De voorbereiding was niet optimaal, of althans niet echt gericht op 15 km door heuvelachtig terrein hollen. Wat ik voornamelijk gedaan had in de voorbije weken was survivalruntraining en op z’n tijd een rondje rennen om het juiste gevoel te behouden. En hoewel ik eerder deze week schreef dat ik er geen zin in had, veranderde dat gaandeweg de zaterdagochtend toen ik bezig was met mijn vrije survivaltraining. Opeens begon het alsnog te kriebelen.
Even later was daar de eerste domper. Tijdens het uitproberen van een nieuwe hindernis schoots plots in beide kuiten een kramp tijdens het zetten van een voetklem. Ik kreeg het er nog wel uit, maar het bleef sluimeren (vooral in mijn linkerkuit) bij elke volgende hindernis. Niet fijn. Maar wel lekker bezig geweest.
’s Avonds volgde de tweede domper toen ik van Luella te horen kreeg dat zij er vanaf zag om mee te lopen. Te weinig kunnen trainen door allerlei omstandigheden. Ik wist het wel en had het zien aankomen, maar tegen beter weten in was ik er toch op blijven hopen dat ze mee zou gaan. Omdat het samenlopen bij de Bridge to Bridge zo gezellig en goed bevallen was. Jammer maar helaas. Pakjesavond was er niet minder leuk om.
De volgende domper kwam op zondagochtend precies op het moment toen ik in de auto wilde stappen richting ’s Heerenberg voor de Montferlandrun van 15 km. Mijn moeder aan de telefoon met het bericht dat mijn vader was opgenomen in het ziekenhuis. Schrikken natuurlijk. Een ontsteking in zijn voet en opkomende koorts waren voldoende redenen om hem daar te houden voor observatie omdat hij als hartpatient wat meer risico loopt. Na wat overleg spraken we af dat ik eerst nog gewoon kon gaan rennen en later op de dag richting Brabant zou afzakken voor het bezoekuur. Ik was er alleen niet meer helemaal bij met mijn hoofd. En inmiddels redelijk laat voor de run.
Kwart voor twaalf was ik in ’s Heerenberg terwijl de run om twaalf uur zou starten. Mijn auto kon ik ergens kwijt achteraf op een industrieterrein. Daar snel omkleden en hardlopend op zoek naar de startplek. Klokslag twaalf uur had ik het gevonden, klom over een hek in het eerste de beste startvak waar een plekje vrij was en kon meteen vertrekken.
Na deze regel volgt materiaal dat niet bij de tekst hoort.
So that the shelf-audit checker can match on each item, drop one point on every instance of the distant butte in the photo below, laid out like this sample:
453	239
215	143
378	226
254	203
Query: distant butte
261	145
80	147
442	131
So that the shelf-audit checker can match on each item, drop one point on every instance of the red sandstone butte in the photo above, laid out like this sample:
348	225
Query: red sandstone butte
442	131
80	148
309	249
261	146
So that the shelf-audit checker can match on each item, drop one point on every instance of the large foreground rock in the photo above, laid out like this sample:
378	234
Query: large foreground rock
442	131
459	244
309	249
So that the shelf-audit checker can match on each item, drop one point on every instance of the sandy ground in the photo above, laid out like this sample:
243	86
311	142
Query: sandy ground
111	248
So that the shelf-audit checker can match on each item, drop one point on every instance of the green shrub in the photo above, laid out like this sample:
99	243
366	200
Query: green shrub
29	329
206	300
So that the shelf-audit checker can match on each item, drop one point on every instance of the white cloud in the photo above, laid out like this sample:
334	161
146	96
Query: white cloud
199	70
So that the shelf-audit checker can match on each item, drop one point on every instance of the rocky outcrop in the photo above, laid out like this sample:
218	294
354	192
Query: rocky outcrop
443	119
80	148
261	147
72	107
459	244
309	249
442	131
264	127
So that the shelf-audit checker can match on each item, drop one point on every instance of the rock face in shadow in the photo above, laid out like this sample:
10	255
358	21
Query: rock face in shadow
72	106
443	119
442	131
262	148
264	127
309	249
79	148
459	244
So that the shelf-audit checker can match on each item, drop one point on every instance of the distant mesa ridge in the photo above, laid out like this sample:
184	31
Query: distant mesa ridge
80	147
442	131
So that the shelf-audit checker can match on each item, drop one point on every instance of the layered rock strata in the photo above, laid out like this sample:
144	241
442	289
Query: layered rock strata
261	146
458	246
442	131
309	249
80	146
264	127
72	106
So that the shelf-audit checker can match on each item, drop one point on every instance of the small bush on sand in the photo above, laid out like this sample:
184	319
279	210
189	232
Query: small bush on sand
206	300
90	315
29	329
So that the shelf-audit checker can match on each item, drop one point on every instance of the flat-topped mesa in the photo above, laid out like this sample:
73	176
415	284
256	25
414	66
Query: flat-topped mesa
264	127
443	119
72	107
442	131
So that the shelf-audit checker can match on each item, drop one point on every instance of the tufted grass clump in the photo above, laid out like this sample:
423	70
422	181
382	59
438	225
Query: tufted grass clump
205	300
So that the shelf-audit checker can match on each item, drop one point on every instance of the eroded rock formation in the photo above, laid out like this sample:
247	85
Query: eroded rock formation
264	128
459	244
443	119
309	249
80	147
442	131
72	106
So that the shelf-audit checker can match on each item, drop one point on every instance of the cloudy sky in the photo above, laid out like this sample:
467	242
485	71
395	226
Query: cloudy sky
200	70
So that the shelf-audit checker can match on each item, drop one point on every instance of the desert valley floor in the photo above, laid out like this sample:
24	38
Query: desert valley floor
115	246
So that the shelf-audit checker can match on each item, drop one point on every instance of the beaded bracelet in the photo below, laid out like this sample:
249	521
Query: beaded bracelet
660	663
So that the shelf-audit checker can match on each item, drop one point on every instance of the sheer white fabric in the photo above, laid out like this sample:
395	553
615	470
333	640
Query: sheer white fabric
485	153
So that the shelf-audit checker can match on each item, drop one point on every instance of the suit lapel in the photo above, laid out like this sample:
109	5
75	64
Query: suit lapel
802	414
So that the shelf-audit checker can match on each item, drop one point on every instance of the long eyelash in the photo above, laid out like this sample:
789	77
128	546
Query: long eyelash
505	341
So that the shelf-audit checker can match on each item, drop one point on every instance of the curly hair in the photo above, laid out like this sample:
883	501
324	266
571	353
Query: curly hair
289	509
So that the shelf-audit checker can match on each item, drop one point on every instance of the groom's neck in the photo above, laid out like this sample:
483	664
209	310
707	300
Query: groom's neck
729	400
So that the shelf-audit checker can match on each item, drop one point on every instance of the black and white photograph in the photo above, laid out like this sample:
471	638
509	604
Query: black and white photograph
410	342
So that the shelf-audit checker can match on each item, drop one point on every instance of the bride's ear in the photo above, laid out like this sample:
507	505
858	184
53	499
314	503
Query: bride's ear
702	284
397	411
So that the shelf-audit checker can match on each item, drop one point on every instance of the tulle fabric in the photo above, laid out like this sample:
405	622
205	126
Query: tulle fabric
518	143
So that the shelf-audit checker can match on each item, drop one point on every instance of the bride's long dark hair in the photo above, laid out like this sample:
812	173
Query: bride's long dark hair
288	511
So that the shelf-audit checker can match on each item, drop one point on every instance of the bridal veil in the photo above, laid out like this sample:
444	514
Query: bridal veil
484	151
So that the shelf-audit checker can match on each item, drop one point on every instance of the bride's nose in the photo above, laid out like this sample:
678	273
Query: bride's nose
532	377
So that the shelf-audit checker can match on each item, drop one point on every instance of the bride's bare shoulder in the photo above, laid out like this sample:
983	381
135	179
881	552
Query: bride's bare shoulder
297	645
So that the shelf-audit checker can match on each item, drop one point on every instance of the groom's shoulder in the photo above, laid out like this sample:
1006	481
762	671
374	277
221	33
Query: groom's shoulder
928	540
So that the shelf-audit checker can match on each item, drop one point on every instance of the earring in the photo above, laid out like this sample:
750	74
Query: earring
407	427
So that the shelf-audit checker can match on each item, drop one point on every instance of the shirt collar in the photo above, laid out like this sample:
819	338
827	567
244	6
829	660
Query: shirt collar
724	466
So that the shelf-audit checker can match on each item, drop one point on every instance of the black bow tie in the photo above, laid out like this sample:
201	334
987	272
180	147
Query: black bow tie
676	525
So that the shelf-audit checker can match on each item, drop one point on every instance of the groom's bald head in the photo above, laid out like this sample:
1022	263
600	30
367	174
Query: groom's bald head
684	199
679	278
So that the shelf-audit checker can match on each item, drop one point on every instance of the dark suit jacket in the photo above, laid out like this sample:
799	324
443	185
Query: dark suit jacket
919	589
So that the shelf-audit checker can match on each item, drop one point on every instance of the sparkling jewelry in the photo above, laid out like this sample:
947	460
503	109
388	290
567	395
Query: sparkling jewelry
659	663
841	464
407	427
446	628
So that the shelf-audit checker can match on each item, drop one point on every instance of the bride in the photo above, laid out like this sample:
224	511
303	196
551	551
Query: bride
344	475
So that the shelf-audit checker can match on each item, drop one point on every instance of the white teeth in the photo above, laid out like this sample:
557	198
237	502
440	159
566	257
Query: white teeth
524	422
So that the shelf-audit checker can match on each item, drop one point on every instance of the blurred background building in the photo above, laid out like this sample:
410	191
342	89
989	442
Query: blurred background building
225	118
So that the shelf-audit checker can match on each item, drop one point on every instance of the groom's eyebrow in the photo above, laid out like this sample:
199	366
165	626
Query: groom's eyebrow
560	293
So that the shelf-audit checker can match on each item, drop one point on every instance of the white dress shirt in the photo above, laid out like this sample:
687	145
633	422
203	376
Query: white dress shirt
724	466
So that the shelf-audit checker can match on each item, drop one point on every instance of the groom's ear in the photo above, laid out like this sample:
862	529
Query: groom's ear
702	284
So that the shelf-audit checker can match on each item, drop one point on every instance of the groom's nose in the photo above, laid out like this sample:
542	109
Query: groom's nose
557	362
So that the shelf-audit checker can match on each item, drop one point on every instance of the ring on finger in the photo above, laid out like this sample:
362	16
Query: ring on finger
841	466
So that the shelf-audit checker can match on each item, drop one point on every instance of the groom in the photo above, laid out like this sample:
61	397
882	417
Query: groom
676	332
Wonder boven wonder ging het hartstikke goed. Het trainen van hardlopen met ballast bij de survivaltraining wierp zijn vruchten af want vooral heuvelopwaarts had ik geen enkel probleem. Van mijn voornemen om voorzichtig te beginnen met gemiddelde kilometertijden van rond de 5 minuut en 30 seconden kwam niets terecht. Ik zat in een flow en alles ging vanzelf. Geen centje pijn.
Totdat ik op iets meer dan twee kilometer voor het einde werd ingehaald door een groepje hardlopers waarvan ik zeker wist dat ik ze zelf een hele tijd eerder had ingehaald. Dat liet ik niet op me zitten en versnelde mijn tempo om bij te blijven. Het bleef bij een poging want een steek in mijn achilleshiel maakte het onmogelijk om harder te gaan. Ik paste mijn tempo aan zodat ik wat minder last had en zag op mijn horloge dat het meteen erg langzaam ging. Te langzaam naar mijn zin om een mooie tijd neer te zetten nu ik die eerste twaalf kilometers zo goed had gepresteerd. Nogmaals versnelde ik. En nogmaals bleef het bij een poging. De pijn werd te erg en ik moest noodgedwongen even stoppen om wat oefeningen te doen.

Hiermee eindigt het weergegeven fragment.